The aim of the present study was to determine the effect of the histaminergic precursor L-histidine and the H3 receptor antagonist thioperamide on the learning process of zebrafish submitted or not to confinement stress. On each of the 5 consecutive days of experiment (D1, D2, D3, D4, D5), animals had to associate an interruption of the aquarium air supply with food offering. Non-stressed zebrafish received an intraperitoneal injection of 100 mg/kg L-histidine, 10 mg/kg thioperamide or saline after training. Stressed animals received drug treatment and then were submitted to confinement stress for 1 h before the learning procedure. Time to approach the feeder was measured (in seconds) and was considered to be indicative of learning. A decrease in time to approach the feeder was observed in the saline-treated group (D1 = 141.92 ± 13.57; D3 = 55 ± 13.54), indicating learning. A delay in learning of stressed animals treated with saline was observed (D1 = 217.5 ± 25.66). L-histidine facilitated learning in stressed (D1 = 118.68 ± 13.9; D2 = 45.88 ± 8.2) and non-stressed (D1 = 151.11 ± 19.20; D5 = 62 ± 14.68) animals. Thioperamide inhibited learning in non-stressed (D1 = 110.38 ± 9.49; D4 = 58.79 ± 16.83) and stressed animals (D1 = 167.3 ± 26.39; D5 = 172.15 ± 27.35). L-histidine prevented the increase in blood glucose after one session of confinement (L-histidine = 65.88 ± 4.50; control = 53 ± 3.50 mg/dL). These results suggest that the histaminergic system enhances learning and modulates stress responses in zebrafish.

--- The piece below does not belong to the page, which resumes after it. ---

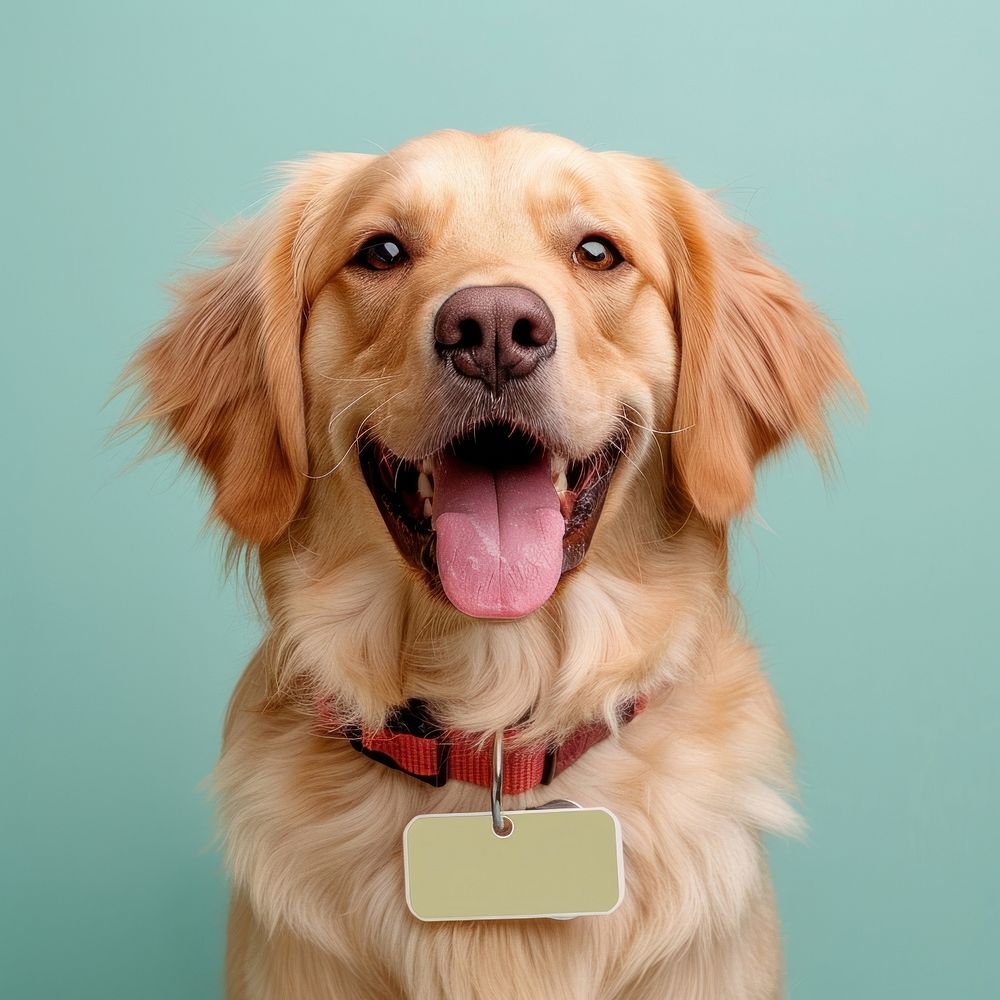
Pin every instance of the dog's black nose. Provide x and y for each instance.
(495, 332)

Generalization of temporal order detection skill learning: two experimental studies of children with dyslexia

The objective of this study was to investigate the phenomenon of learning generalization of a specific skill of auditory temporal processing (temporal order detection) in children with dyslexia. The frequency order discrimination task was applied to children with dyslexia and its effect after training was analyzed in the same trained task and in a different task (duration order discrimination) involving the temporal order discrimination too. During study 1, one group of subjects with dyslexia (N = 12; mean age = 10.9 ± 1.4 years) was trained and compared to a group of untrained dyslexic children (N = 28; mean age = 10.4 ± 2.1 years). In study 2, the performance of a trained dyslexic group (N = 18; mean age = 10.1 ± 2.1 years) was compared at three different times: 2 months before training, at the beginning of training, and at the end of training. Training was carried out for 2 months using a computer program responsible for training frequency ordering skill. In study 1, the trained group showed significant improvement after training only for frequency ordering task compared to the untrained group (P < 0.001). In study 2, the children showed improvement in the last interval in both frequency ordering (P < 0.001) and duration ordering (P = 0.01) tasks. These results showed differences regarding the presence of learning generalization of temporal order detection, since there was generalization of learning in only one of the studies. The presence of methodological differences between the studies, as well as the relationship between trained task and evaluated tasks, are discussed.